“The current model leads us to the conclusion that the limiting factor is the rate at which ideas or insights can be generated, and that the rate is not widely affected, if at all, by the number of men on the job, but rather by some capability level of the group.” Peter V. Norden 1
Conventional productivity—source lines of code per person month—is familiar, but it falters in practice. It is little help to a manager trying to carry out his six basic functions: (1) estimating, (2) setting dates, (3) supplying resources, (4) monitoring work progress, (5) assuring product quality, (6) measuring process improvement, as we set forth in the last column. The software industry needs something more, call it FMM + .
The productivity relationship
The answer appears obvious in retrospect, though it was not so clear at the time, back in the 1970s. Software development managers needed a productivity relationship that incorporates not only the amount of work done and the effort devoted to doing it, but also the very important time factor. Probably the pyramid builders had first noticed its importance many thousands of years ago.
One day we discovered that Peter V. Norden of the IBM Development Laboratory, Poughkeepsie, NY, had preceded us in this quest.

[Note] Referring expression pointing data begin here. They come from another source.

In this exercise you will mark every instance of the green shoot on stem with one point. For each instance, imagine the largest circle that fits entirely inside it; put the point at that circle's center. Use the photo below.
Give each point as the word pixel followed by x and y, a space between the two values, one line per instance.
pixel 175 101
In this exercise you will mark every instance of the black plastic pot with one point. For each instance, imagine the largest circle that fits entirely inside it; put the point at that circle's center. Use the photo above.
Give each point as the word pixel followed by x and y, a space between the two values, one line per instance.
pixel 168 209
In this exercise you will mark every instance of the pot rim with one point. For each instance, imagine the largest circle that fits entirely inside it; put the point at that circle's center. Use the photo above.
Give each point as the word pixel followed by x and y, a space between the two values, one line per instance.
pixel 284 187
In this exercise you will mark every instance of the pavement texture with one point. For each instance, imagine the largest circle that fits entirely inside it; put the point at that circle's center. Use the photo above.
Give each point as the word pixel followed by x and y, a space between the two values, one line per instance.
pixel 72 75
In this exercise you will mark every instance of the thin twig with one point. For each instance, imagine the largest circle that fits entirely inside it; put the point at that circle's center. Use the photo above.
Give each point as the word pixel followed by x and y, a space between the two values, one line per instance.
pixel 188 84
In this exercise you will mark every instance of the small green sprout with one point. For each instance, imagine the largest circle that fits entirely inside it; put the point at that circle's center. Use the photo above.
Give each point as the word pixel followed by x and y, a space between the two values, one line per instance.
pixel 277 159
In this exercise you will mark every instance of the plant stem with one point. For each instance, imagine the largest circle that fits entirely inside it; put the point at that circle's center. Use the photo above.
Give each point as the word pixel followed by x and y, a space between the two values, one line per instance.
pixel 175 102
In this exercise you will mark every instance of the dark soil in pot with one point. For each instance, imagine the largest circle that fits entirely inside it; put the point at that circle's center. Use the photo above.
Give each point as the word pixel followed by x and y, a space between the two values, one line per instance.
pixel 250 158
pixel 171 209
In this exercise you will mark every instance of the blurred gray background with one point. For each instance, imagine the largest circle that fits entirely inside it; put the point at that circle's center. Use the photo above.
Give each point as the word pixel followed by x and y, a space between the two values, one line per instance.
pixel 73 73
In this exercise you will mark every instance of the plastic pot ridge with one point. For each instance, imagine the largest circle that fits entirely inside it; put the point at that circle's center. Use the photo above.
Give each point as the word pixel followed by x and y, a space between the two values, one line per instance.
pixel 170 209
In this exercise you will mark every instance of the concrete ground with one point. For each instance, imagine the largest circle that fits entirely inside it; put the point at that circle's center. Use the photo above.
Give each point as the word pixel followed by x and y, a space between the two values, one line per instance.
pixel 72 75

In the 1950s he had found a relationship between the assignment of people to a research and development project and the development time of the work being done. Further, this relationship could be modeled by a curve (Figure 1), named after Lord Rayleigh, the great British physicist. This curve had an equation, so we could manipulate the time and effort relationships by algebraic methods.
Putnam determined that this pattern also described software development. Given this staff profile, it was just a matter of mathematics to develop the software equation presented in Table 1.
Since the effort, development time, and size numbers apply to an entire project, the corresponding productivity rate is not that of an individual programmer, but that of the entire project organization. At first we called it the “technology constant,” for its likeness to the “constant” found in algebra. Then we called it “organizational productivity,” because it applied to the whole organization. Eventually, with the increasing popularity of the term, process, we called it “process productivity.” By rearranging the terms in the equation, also shown in Table 1, the factors that determine process productivity stand out.
The relationships are nonlinear
In conventional production, output is equal to a productivity term times the amount of effort applied. That is usually a linear equation. Note that the software equation is nonlinear. On the one hand, the effort term is present to the one third power. In other words, we have to take the cube root of the effort, greatly reducing the importance of effort in software relationships. Norden anticipated this finding long ago in the insight quoted above: “The rate is not widely affected, if at all, by the number of men on the job.”
On the other hand, development time, raised to the 1.33 power, carries great weight.
Fred Brooks put it in what he called “outrageously oversimplified” terms in The Mythical Man-Month in 1975: “Adding manpower to a late software project makes it later.” As recently as last spring in a keynote address to the International Conference on Software Engineering, he added, “On balance, I stand by the bald statement as the best zeroth-order approximation to the truth, a rule of thumb to warn managers against blindly making the instinctive fix to a late project.” The software equation reduces insights such as these to a mathematical expression that can be used by managers to carry out their six basic functions. It does four things that conventional productivity does not.
- It represents the productivity of an entire organization on a project, not that of an individual programmer. The productivity of a project organization at its current level of process proficiency is what you want when you deal with the six basic control functions. The productivity of individual developers as a factor in their merit ratings is a can of worms that is best kept separate from project-control matters.
- It represents the productivity of the process during the time period the measurements cover. This period is usually recently completed projects for use in estimating the next round. It can be historical projects for the purpose of gauging the rate of process improvement. It can even be projects currently in work; usually they must be at least 25 percent completed in order for the data to be reasonably valid.
- Because the software equation includes a development-time term, it takes into consideration the effect of the development time planned or allowed.
- Similarly, because it includes a size term, it allows for the effect of size. In general, large projects are more complex than comparable small projects and, other things being equal, process productivity is lower. However, other things are often not equal. To accomplish a large project at all, an organization has to be pretty good.
Finally, with process productivity, you can make better estimates. With better estimates, you can better monitor progress against what the estimate indicates you should expect. With a good indicator of process productivity on current projects, you can see if they are doing better than last year’s projects. You have a measure of improvement justifying the funds you invested in better equipment, tools, and staff training. Moreover, you can turn that measure of improvement into a return-on-investment figure that enables you to justify continued investment in process improvement.
There is much more to be said on these matters of project and investment control— and we will say it in future columns. First, however, we have carried on too long without getting to that very important attribute, software quality and reliability. It, too, can be measured, controlled, and improved. We turn to it in our next column. All for now.
- 1. Peter V. Norden, “Useful Tools for Project Management,” in Operations Research in Research and Development, edited by B. V. Dean, John Wiley & Sons, 1963.